The EU, however, seemed hesitant about getting involved. Speaking on Czech Television, the new EU head, Czech Prime Minister Mirek Topolanek, said that the EU was reluctant to broker the bilateral gas dispute.

"It is pretty much a Russian-Ukrainian dispute and it has to be solved as such," Topolanek said.

"We will appeal on both parties to reach an agreement as it is not advisable to get involved in the conflict because no one is fully familiar with those contracts," he said.

Limited reserves

A worker working on a gas pipeline

More than 40 percent of the gas imported by the EU comes from Russia

Limited reserves and a need to protect domestic consumers have forced Ukraine to reduce flow to Europe by a net 21 million cubic meters per day, said Oleh Dubina, chairman of the Ukrainian natural gas monopolist Naftohaz Ukrainy.

Overall supplies to Europe from Russia on Thursday were for practical purposes at normal levels, with a relatively small reduction in flow from Ukraine cancelled by an increased flow through Belarus.

Gas supply within Ukraine was normal as well, according to eyewitness reports.

The breakdown in talks between Moscow and Kiev has raised fears of a repeat of 2006, when a similar cutoff caused gas shortages and price spikes in western Europe.
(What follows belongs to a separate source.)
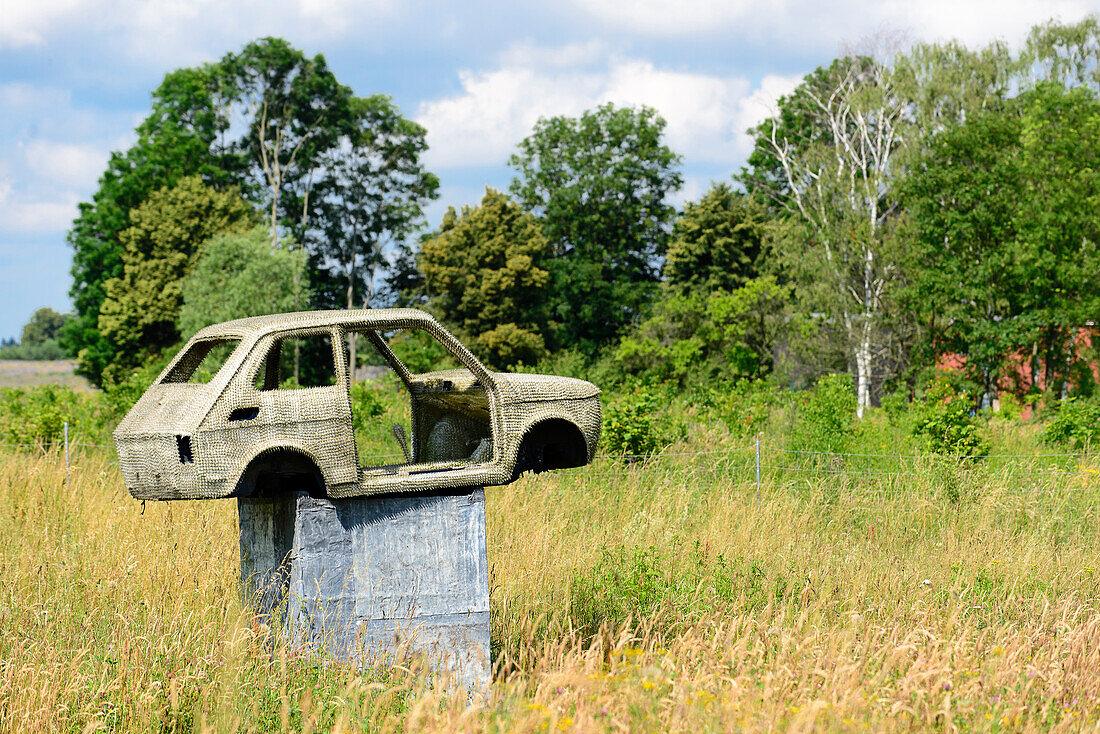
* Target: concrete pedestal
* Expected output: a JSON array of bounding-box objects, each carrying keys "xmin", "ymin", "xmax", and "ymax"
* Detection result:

Gazprom blamed Ukrainian siphoning off of gas at the time.

Tymoshenko reassured EU Commission President Jose Manuel Barroso on Wednesday that gas transit would continue uninterrupted, but Gazprom accused Naftogaz of "blackmailing" it with threats in talks to seize transits to Europe.

Over 80 percent of Russian gas exports to Europe pass through Ukrainian pipelines.

Tough negotiations

Negotiating positions between the two countries on a new gas contract were still far apart on Wednesday evening. Ukraine rejected a Russian offer for deliveries at $250 (179 euros) per 1,000 cubic meters without a change to gas shipment tariffs charged by Ukraine for on-shipment to Europe.

The Yushchenko-Tymoshenko statement, however, said Ukraine could accept a maximum price of $201 dollars for Russian gas and a minimum 15-percent hike in transit fees.

Russian Prime Minister Vladimir Putin on Wednesday called Russia's position "very favorable" for Ukraine, and declared the 250 dollar rate the Kremlin's final offer.

Naftogaz and Gazprom officials on Thursday traded accusations of breaking off talks, blaming their opposites for the Wednesday end to negotiations. Both companies issued statements declaring themselves ready to re-start discussions.